The battles of the Purists and the Futurists ultimately killed tens of thousands of medical professionals and destroyed the Rockefeller Center. Nillian-Scott boasted that ‘fifty thousand midwives would not be able to rebuild the Rockefeller Center’, but this was to be one of the self-appointed medical cleric's three failed prophecies. Acting under orders from Apgar's chief discipline, Lady Hewshott Hawtrey, the Purists oversaw the reconstruction of the complex within three weeks in 1976, surrounding it with fortifications and concrete reinforcements. Then, on the eve of December 1976, Hawtrey projected the image of a giant uterus in the sky. Under its light, she descended on Nillian-Scott’s camp with 40,000 midwives and obstetricians. Hawtrey encircled Nillian-Scott and attacked for eight days, during which Nillian-Scott lost thousands of infantrywomen and the majority of her heavy artillery. ‘I am very unwell,’ said Nillian-Scott on the eighth day, having sustained heavy injuries, ‘and I will be dead as a dog by sundown. But I will not be going to the waiting room of the RCOG.’

With these words, Nillian-Scott entered a patient transport vehicle and drove directly towards the centre of Hawtrey’s front line. Despite despatching thirteen of Hawtrey’s women, she failed to kill Hawtrey and was thrown from her vehicle onto a medical stretcher. ‘What is this strange sensation?’ said Nillian-Scott. ‘Am I going to die?’

‘No, you will not die,’ said Lady Hewshott Hawtrey. ‘But you are about to go into labor.’

Fifteen hours later, Evelyn Nillian-Scott gave birth.

‘You have given birth to a girl,’ said Lady Hewshott Hawtrey, holding up the newborn child.

‘No I haven’t,’ said Nillian-Scott.

The child was Virginia Apgar again, and recognising the miracle that had happened, Lady Hewshott Hawtrey called off the battle. ‘After three years, our beloved founder had returned from the RCOG,’ she wrote in her memoirs, ‘and that was the end of all our fighting.’

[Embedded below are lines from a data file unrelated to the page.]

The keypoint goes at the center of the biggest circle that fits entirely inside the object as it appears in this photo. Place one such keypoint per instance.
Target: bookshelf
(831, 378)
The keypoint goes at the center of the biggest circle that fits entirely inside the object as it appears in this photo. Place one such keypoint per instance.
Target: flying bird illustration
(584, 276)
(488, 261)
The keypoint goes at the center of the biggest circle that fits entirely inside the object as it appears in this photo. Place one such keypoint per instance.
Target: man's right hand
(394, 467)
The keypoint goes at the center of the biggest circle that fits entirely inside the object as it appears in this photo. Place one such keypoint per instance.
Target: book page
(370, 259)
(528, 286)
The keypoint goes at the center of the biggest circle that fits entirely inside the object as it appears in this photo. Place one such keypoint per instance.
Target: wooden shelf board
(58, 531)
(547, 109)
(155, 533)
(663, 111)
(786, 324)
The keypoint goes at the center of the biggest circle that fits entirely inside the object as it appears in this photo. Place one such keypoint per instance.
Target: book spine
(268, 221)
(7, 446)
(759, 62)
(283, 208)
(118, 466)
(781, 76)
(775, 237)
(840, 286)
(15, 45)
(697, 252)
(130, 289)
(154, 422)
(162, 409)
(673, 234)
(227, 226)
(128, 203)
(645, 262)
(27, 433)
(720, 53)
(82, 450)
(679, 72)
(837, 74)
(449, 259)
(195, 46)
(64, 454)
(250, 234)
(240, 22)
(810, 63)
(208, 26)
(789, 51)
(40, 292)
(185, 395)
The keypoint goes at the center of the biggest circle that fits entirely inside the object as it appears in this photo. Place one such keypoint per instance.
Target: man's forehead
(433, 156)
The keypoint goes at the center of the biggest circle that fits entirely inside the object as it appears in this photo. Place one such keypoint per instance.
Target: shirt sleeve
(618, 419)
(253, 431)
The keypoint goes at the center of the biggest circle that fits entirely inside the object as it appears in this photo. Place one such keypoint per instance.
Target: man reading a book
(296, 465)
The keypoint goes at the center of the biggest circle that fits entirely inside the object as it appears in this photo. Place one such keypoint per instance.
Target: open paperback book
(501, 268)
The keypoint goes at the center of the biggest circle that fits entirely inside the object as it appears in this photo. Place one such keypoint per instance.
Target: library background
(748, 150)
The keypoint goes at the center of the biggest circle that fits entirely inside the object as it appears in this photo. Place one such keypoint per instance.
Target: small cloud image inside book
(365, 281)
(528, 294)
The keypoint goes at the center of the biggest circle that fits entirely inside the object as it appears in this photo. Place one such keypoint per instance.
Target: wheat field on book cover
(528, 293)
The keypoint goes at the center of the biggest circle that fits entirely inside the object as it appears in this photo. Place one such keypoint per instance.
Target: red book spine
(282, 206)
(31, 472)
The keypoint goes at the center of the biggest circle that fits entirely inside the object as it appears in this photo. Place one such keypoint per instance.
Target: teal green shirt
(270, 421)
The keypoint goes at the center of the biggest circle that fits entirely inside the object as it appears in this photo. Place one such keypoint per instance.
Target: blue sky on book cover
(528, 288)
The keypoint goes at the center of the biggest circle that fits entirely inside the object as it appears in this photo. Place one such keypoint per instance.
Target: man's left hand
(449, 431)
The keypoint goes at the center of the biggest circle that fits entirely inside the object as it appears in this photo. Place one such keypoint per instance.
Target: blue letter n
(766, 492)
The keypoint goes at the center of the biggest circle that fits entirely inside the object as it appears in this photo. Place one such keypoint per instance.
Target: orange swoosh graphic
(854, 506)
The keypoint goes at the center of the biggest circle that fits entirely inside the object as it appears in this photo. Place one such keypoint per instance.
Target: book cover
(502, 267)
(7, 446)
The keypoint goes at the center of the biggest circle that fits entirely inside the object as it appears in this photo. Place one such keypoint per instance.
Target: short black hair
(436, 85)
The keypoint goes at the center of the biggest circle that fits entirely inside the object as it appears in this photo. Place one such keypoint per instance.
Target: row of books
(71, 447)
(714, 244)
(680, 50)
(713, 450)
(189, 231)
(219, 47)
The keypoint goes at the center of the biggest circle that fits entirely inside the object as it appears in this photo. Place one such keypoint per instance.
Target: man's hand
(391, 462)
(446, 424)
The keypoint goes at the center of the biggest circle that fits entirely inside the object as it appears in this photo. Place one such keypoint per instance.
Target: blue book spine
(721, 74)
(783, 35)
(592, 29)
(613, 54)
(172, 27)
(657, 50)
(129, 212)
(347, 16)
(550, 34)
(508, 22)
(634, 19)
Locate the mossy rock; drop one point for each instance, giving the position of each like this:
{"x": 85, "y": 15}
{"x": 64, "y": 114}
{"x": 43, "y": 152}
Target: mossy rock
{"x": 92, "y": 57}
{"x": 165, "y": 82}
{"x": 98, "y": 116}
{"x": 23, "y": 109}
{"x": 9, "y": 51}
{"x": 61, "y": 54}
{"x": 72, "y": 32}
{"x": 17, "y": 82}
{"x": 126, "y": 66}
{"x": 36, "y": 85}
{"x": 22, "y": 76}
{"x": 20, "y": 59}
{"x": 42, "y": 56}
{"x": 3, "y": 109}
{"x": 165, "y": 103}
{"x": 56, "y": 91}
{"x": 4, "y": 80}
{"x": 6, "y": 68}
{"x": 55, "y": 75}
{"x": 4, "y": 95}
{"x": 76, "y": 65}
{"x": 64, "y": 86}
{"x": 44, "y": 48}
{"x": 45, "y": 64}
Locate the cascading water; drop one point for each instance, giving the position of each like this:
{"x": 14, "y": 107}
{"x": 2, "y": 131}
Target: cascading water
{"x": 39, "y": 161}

Nillian-Scott refused to acknowledge the existence of her child, claiming that the infant Apgar was ‘a pile of sausages and paperclips and that sort of thing.’ However, some of the leading Scottite Futurists eventually confessed to having ‘doubts about [their] doubts’ and accepted that ‘Virginia Apgar was apparently still alive, though whether she ever died is an intellectual question.’ Members of the rival schools returned to eschatological enquiry.


In conclusion, there may be a uterus, but there is no RCOG. The infant Apgar is now dead and so we call on RANZCOG to investigate the afterlife with a view to reclaiming her ghost.

1.       Hatchet R (1971) What I overheard at La Côte Basque last night. Vogue, pp: 24-25.

2.       Nillian-Scott E (1974) The Judas of New Jersey. New York, NY: Schadenfreude Press.